I have a Spark Streaming process that reads data from a small subset of tables in HBase and writes the data out to a different set of tables. The batch window is 120 seconds long. When I start the process, the processing times are great - 25-30 seconds. For seven hours the processing times are in that same range. But after a time (seven hours at present), the processing times shoot up to 3.5 minutes and stay steady there for at least 30 minutes (I haven't let it run longer). If I stop the process and rerun it, the processing times fall back into that same 25-30 second window.

Where do I look to debug this?

I've checked the Spark UI logs, but none of the executors are showing exceptions when the run profile changes. I'm not seeing compactions on HBase during that window. The process also resumes acceptable run times when I restart it. I don't think it has anything to do with memory or space as it continues to run and the processing time spike is sudden and then sustained.

9 REPLIES 9

Re: Spark Streaming/HBase: Micro Batch times increase substantially without any change in processing volume

Super Collaborator

Which version of Spark / hbase are you using ?

How much was the duration between you stopped the process and restarted it ?

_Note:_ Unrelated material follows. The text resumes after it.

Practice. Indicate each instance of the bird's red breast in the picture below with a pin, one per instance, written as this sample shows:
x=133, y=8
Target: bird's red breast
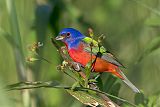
x=79, y=55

Are you able to capture stack trace of executor when the spike was observed ?

Thanks

Re: Spark Streaming/HBase: Micro Batch times increase substantially without any change in processing volume

New Contributor

We are using Spark 1.4.1 with HDP 2.3.2. The duration between the time I stopped the process and when I restarted it was within the same minute or so (it takes a several seconds between the kill being issued and the process ending). I'm not seeing anything in the executor logs off of the Spark UI.

Re: Spark Streaming/HBase: Micro Batch times increase substantially without any change in processing volume

Super Collaborator

To determine the source of the delay (Spark or hbase), when spike happens, you can use a separate program to measure the read / write latencies to the same set of tables.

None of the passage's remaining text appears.